Bcrypt Cocktail and Hash Extraction

TL;DR - Combining bcrypt with other unsalted hash functions (such as MD5 or SHA-1) can lead to serious consequences in the form of "extraction" of bcrypt. However, it is still better than just using a weak algorithm. In some cases, it is possible to find something like a "collision".

Hash Extraction aka. Password Shucking

30ml Legacy Code

Companies that have been around for a while often have to adapt to new circumstances, guidelines, or operating patterns. This is also true in the case of password storage. Years ago, businesses handled this in various ways – they stored passwords without any protection, encrypted them, or used fast hashing functions like MD5 or SHA-1. However, when the winds of change blew and the desire or necessity to adapt their infrastructure to current standards emerged, a problem arose. How can we change all the password hashes for our users across the entire database to a newer algorithm? There are three approaches that can be highlighted.

First, force everyone to reset their password. This, however, comes with certain consequences – it’s neither convenient for us nor for the users. We need to handle a large, sudden, and immediate number of operations and risk being suspected of a data leak. Customers may want to stop using the platform.

Second, we can replace the hashes in the database upon login. This idea is not bad – no one will know, and from the outside, it won’t be visible, but how long will this take? Some users are likely to be our regular customers, but replacing all of them could take months, if not years, at best. What if we have a leak in the meantime? What about users who never log in? Public opinion won’t care that 15% of users were switched to bcrypt before the leak. It also requires supporting many login mechanisms at once.

Third – what about hashing the hash? Let’s take each user’s hash and compute a bcrypt from it – e.g., bcrypt(MD5($pass)). This mechanism is also invisible from the outside. While we have to support two algorithms simultaneously, we are secure right away since we don’t have MD5 in the database. But are we really?

90ml Data from Leaks

The problem that starts to emerge is password shucking. This method, which doesn’t have a well-known translation or description in Polish, we’ll refer to as hash extraction. To understand why it’s a problem, let’s take a look at one of the most popular services aggregating data about leaks – haveibeenpwned. Currently, it holds 12,485,202,808 passwords from 664 sites as of March 27, 2023. Let’s look at some of the most recent leaks reported by HIBP: TheGradCafe, Shopper+, Eye4Fraud, LBB, and iDTech – all of which were posted on Twitter by HIBP in March 2023.

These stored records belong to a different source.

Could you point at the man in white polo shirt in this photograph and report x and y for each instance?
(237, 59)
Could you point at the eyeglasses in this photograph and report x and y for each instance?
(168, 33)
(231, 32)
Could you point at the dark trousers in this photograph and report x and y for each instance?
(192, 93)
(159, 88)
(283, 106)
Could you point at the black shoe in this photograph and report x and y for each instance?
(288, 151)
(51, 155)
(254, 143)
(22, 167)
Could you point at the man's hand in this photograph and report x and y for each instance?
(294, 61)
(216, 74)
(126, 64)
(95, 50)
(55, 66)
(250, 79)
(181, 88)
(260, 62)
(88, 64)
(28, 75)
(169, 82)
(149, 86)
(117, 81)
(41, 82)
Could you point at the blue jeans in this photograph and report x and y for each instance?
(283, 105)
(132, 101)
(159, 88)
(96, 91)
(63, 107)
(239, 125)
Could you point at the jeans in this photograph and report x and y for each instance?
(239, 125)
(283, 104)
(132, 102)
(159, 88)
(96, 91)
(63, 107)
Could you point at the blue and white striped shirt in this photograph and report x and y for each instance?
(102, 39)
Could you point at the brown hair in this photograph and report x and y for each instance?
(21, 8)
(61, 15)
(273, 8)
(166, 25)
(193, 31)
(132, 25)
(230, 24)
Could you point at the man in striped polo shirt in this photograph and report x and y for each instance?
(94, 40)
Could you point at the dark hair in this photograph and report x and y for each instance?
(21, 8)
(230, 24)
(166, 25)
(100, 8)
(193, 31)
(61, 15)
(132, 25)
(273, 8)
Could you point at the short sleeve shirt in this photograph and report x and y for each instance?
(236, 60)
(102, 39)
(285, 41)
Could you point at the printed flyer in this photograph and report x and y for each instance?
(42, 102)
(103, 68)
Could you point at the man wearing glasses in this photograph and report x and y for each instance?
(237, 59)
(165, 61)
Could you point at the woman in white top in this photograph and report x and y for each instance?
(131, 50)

Screenshot%20from%202023-03-27%2010-09-30

Screenshot%20from%202023-03-27%2010-10-22

Screenshot%20from%202023-03-27%2010-10-35

Screenshot%20from%202023-03-27%2010-10-46

Screenshot%20from%202023-03-27%2010-11-00

The overwhelming majority of the hashes from these and many other leaks reported by HIBP were already in their database. What does this mean? One could argue that at least some users are simply reusing the same password in multiple places.

Other leaks disclosed this year:

3

md51

md52

[center](Passwords stored in MD5 or even in plain text.) [/center]

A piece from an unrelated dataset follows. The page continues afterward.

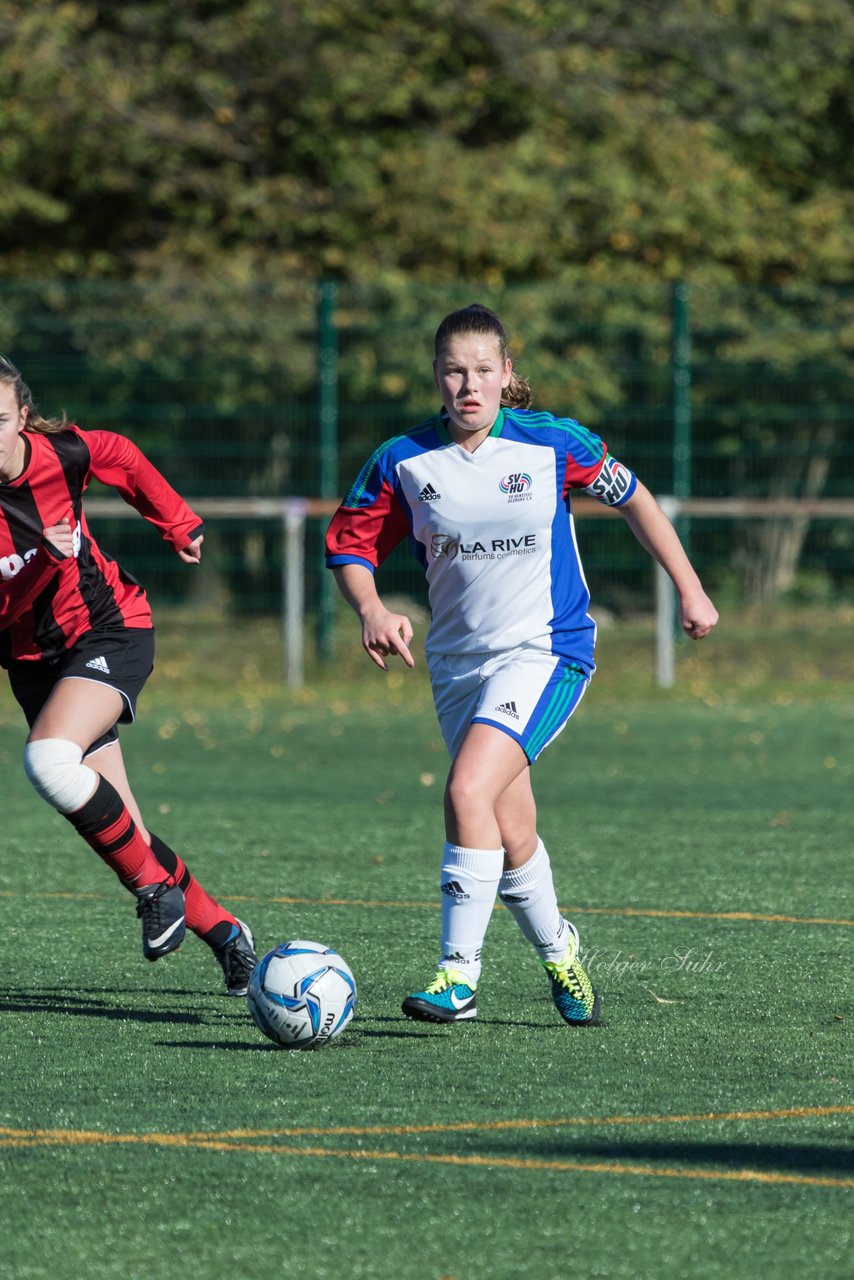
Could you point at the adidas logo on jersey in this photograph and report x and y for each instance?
(507, 709)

So, what exactly is hash extraction? Let’s take a (slightly modified) example from Royce Williams, a member of the hashcat team. The hypothetical situation is as follows:

  1. The attacker obtains a database from a cryptocurrency exchange, where password hashes are stored in bcrypt.
  2. The attacker attempts simple, direct attacks on bcrypt – but unfortunately, they fail because bcrypt is very slow.
  3. The attacker constructs a dictionary for a bcrypt attack that contains MD5 hashes from another unrelated leak, for example, from a dating site. They check if any of the MD5 hashes are valid "passwords" for bcrypt. They may also search for the hash of a specific user if the attack is targeted at a particular person. If the attacker finds even one valid MD5 hash, they can draw the following conclusions:
    • First, directly cracking bcrypt hashes, where the base is an MD5 output, is unlikely.
    • Second, cracking MD5 from another leak, combined with the common practice of reusing passwords across sites, gives the attacker a decent chance of success.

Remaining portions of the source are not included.